As PC Shipments Rise, Opportunities Must Shift

By Joel Shore, |  Business

No doubt you've read the reports over the last couple of days that worldwide shipments of personal computers in 2004 grew 11.8 percent to 189 million units, according to market research firm Gartner. IDC, the other big research firm, had an even rosier report, saying that worldwide shipments of personal computers grew 13.7 percent in the fourth quarter. Gartner attributed the growth to strong sales of mobile PCs; IDC to strong demand from small- and medium-sized businesses, and holiday shoppers.

To me, this is a mixed blessing. While the numbers signal a return to growth and confidence, they also signal increased commoditization, lower prices, and thinner margins. Not exactly what integrators thrive on.

Worldwide PC shipments are forecast to grow in 2005, but moderate to about 10 percent, according to IDC. The company expects to see ongoing PC replacements and new investment as the drivers to commercial growth through the end of 2005.

According to Gartner, Dell's lead grew to a worldwide share of 16.4 percent in 2004, up from 2003's 14.9 percent.
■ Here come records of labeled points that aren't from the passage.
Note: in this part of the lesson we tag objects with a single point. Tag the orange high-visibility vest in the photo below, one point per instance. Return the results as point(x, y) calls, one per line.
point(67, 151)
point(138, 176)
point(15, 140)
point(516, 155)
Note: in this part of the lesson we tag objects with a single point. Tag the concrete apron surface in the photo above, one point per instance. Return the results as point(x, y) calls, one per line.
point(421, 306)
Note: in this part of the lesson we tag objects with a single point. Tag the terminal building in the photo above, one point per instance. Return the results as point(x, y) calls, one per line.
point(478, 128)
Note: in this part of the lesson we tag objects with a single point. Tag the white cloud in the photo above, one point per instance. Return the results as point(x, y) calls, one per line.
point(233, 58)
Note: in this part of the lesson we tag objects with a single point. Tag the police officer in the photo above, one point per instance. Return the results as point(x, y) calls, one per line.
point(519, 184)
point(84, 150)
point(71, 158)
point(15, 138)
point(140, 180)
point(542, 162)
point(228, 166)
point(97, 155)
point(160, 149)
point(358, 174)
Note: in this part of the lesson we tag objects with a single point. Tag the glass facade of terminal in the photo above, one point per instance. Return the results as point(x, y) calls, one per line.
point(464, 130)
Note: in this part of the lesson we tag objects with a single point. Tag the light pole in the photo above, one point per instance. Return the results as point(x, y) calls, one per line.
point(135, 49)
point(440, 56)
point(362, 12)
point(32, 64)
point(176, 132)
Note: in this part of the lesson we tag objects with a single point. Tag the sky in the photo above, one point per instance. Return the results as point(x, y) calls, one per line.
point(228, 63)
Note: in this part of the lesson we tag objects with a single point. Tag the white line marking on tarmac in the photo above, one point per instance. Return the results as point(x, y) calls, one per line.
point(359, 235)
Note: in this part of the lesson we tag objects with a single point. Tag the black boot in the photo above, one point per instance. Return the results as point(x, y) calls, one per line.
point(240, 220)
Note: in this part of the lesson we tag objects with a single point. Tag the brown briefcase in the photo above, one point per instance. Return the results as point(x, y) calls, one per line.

HP share was second, followed by IBM.

To me, these numbers suggest moving further away from hardware sales (desktop and laptop) and more toward services and non-commodity hardware (servers, security, storage, etc.). And I already see that happening: More often than not, when I walk into an SMB, they're using Dell systems; that's even now extending into the server room.
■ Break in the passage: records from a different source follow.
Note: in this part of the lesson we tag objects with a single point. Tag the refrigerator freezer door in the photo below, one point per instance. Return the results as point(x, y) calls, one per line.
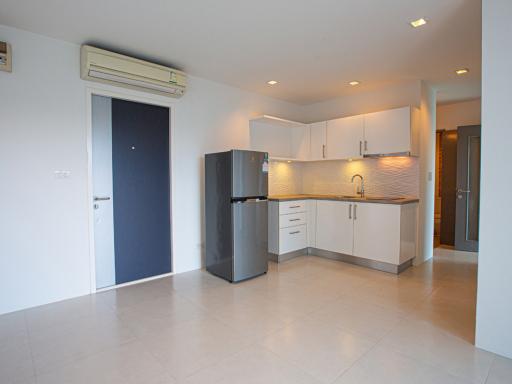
point(250, 256)
point(250, 174)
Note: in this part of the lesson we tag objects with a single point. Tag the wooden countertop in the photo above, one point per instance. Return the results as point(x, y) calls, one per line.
point(369, 199)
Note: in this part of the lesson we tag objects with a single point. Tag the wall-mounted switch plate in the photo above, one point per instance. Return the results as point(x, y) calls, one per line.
point(60, 174)
point(5, 57)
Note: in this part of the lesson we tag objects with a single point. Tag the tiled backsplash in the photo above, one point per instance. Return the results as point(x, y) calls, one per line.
point(387, 176)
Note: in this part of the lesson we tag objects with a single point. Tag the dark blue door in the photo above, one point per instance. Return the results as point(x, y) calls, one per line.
point(141, 188)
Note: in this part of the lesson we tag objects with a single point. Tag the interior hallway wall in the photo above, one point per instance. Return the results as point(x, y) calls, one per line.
point(494, 296)
point(453, 115)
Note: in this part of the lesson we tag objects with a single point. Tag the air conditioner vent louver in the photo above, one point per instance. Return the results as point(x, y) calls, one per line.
point(112, 68)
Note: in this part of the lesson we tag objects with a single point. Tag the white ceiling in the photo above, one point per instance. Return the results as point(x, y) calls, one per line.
point(313, 48)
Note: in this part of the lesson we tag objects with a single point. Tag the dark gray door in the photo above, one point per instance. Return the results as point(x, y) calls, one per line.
point(250, 244)
point(141, 188)
point(468, 188)
point(448, 186)
point(249, 173)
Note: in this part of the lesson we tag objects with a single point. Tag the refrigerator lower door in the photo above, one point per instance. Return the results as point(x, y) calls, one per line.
point(250, 256)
Look at IBM itself. Its mammoth size notwithstanding, the company sees itself as a service provider, no longer as a seller (or manufacturer) of PCs. Scale that down, way down, to our size, and the parallels become clear.

Services, whether it's application development, network management, deployment, or something else, represent brainpower, not the sort of thing that can be assigned an SKU and slapped with a barcode label. And it's services that sets one integrator apart from the next. The integrator that specializes in solutions for law firms or in reselling accounting software is increasingly spinning its wheels, to no profitable avail, by hawking PCs.
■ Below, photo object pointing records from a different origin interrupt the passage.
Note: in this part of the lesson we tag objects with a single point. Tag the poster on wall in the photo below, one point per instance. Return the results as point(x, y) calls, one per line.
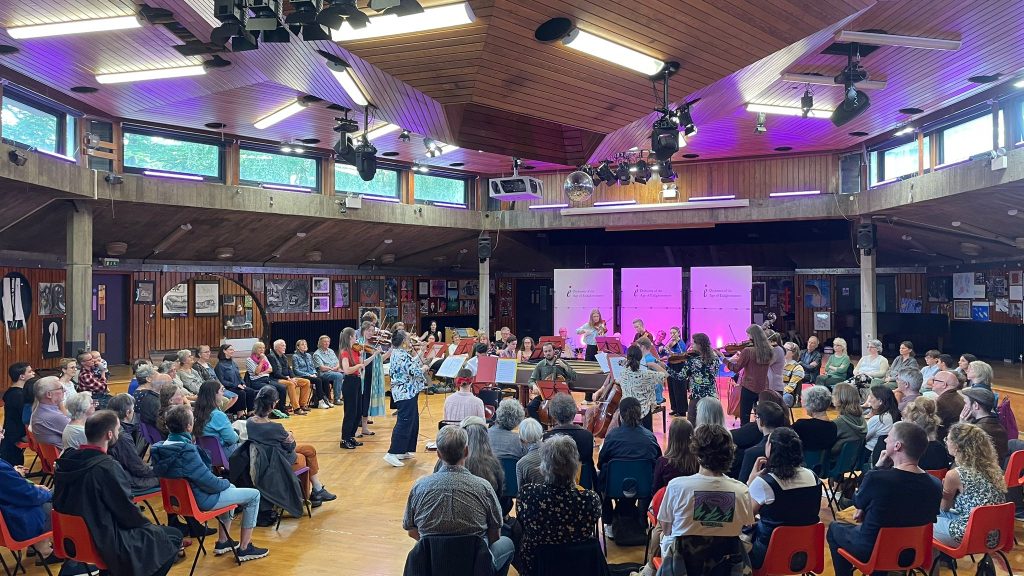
point(286, 295)
point(52, 337)
point(207, 297)
point(51, 298)
point(176, 300)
One integrator, with about a hundred people on its payroll put it this way for me: "The few dollars I'd make selling PCs isn't worth the hassle. Let them buy all the Dells they need; we'll make plenty of money installing, securing, and maintaining them. And we'll do very well with the other products and services we sell."

I don't disagree.

Correction: The 102-inch television on display in the Samsung booth of the recent Consumer Electronics Show in Las Vegas uses plasma technology, not LCD technology. I knew that, but the message apparently didn't get all the way from my brain to my fingertips as I was typing. Apologies for the error. Either way, the darn thing was just astonishing. I want one.